Die Gesellschaft für bedrohte Völker (GfbV) unterstützt den Antrag 19/26562 der Fraktion Die Linke im Deutschen Bundestag. Dieser fordert, die Verbrechen des irakischen Regimes unter Saddam Hussein an den irakischen Kurdinnen und Kurden sowie anderen Bevölkerungsgruppen in den 1980er Jahren als Völkermord anzuerkennen. „Nach unseren Schätzungen sind in den 35 Jahren der Herrschaft Saddam Husseins bis zu 500.000 Menschen im Nord-Irak umgekommen“, berichtet Dr. Kamal Sido, Nahostexperte der GfbV. „Wir fordern bereits seit Jahren, die Verbrechen der sogenannten Anfal-Operation als Genozid einzustufen. Es wird Zeit, dass der Bundestag die nötigen Schritte einleitet.“ Zuletzt hatte die GfbV diese Forderung in einem Menschenrechtsreport mit dem Titel „30 Jahre Halabja – Gerechtigkeit für die Opfer des Völkermordes“ erhoben. Dieser wurde anlässlich des 30. Jahrestages des Giftgasangriffes auf die kurdische Stadt Halabja am 16. März 1988 veröffentlicht. Die Angriffe auf Halabja waren Teil der Anfal-Operation.

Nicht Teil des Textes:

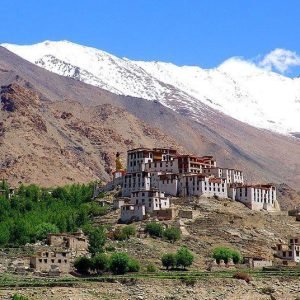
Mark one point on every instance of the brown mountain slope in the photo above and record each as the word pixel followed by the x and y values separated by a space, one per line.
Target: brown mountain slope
pixel 52 143
pixel 263 155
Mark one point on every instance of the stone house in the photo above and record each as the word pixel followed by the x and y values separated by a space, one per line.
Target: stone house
pixel 152 200
pixel 76 243
pixel 290 250
pixel 134 182
pixel 46 261
pixel 130 213
pixel 201 185
pixel 255 197
pixel 152 203
pixel 231 175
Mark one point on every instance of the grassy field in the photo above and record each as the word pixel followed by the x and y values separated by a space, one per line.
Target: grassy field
pixel 11 280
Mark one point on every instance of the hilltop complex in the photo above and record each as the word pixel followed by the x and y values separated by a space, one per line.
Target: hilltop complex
pixel 154 174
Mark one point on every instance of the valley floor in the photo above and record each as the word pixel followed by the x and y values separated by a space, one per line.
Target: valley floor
pixel 218 288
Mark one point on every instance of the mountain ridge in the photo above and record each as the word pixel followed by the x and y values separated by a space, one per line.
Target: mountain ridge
pixel 262 155
pixel 237 87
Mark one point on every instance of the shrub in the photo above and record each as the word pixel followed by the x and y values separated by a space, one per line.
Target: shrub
pixel 189 281
pixel 19 297
pixel 225 253
pixel 133 265
pixel 172 234
pixel 129 231
pixel 169 260
pixel 151 268
pixel 184 257
pixel 119 235
pixel 154 229
pixel 268 290
pixel 100 262
pixel 43 229
pixel 83 264
pixel 242 276
pixel 119 263
pixel 110 248
pixel 97 239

„Mit der Anfal-Kampagne wollte das irakischen Baath-Regime die in Irakisch-Kurdistan ansässige Bevölkerung vernichten und ihre Wirtschaft und Kultur zerstören“, erinnert Sido. „Sie war ein direkter Angriff auf die kurdische Gesellschaft und ein eindeutiger Verstoß gegen die Konvention zur Verhütung und Bestrafung des Völkermordes von 1948.“ Die größten Operationen dieser Kampagne seien in den Jahren 1987 und 1988 durchgeführt worden. Zwischen dem 23. Februar und dem 6. September 1988 leitete Saddam Husseins Cousin Ali Hassan Al Majid, besser bekannt unter dem Namen „Chemie Ali“, eine umfangreiche Operation gegen das Gebiet der Jaf-Kurden, gegen Qeredag, Germiyan, Qalasewike, Dolizey, Shaqlawa und Rawandoz. Einige Jahre zuvor wurden 8.000 Männer aus Barzan verschleppt und ermordet. Erst nach dem Sturz der Diktatur wurden die Leichen einiger Hundert Barzanis in Massengräbern im Süden des Landes entdeckt.

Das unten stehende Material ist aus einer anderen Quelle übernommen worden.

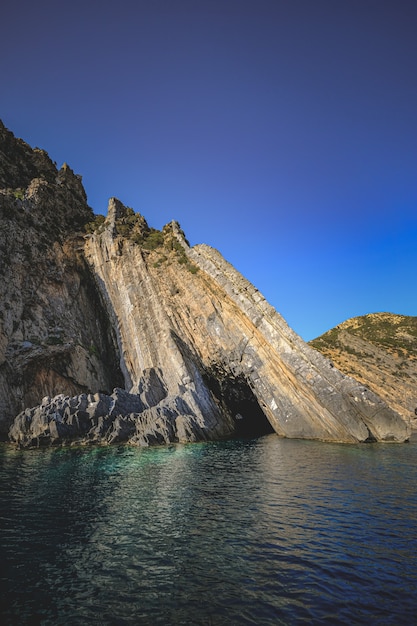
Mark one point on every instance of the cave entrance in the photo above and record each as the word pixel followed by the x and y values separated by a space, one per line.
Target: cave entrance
pixel 235 394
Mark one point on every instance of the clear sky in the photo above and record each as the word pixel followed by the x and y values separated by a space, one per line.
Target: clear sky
pixel 281 132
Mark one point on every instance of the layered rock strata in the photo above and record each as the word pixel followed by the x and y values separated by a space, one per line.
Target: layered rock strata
pixel 198 350
pixel 380 351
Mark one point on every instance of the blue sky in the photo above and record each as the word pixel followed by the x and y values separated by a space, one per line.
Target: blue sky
pixel 281 132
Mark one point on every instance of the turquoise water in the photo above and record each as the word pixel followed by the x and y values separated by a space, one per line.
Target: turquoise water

„Drei Jahre nach Ende der völkerrechtswidrigen Angriffe auf die nordsyrisch-kurdische Region Afrin im März 2018 sehen viele Kurden die politische, militärische und diplomatische Unterstützung an die Türkei als eine Beihilfe zu Kriegs- und Menschenrechtsverbrechen“, erklärt Sido. „Oft werden Parallelen zur Unterstützung Saddam Husseins durch Deutschland in den 1980er Jahren gezogen. Damals trug deutsches Know-how zur Herstellung irakischer Massenvernichtungswaffen bei, bei der Invasion Afrins kamen deutsche Leopard-Panzer zum Einsatz.“ Daraus erwachse eine historische Verantwortung für die Bundesrepublik, diese Menschenrechtsverletzungen in aller Deutlichkeit zu verurteilen. Die GfbV appelliert daher an alle Fraktionen des Deutschen Bundestages, dies von der deutschen Bundesregierung einzufordern.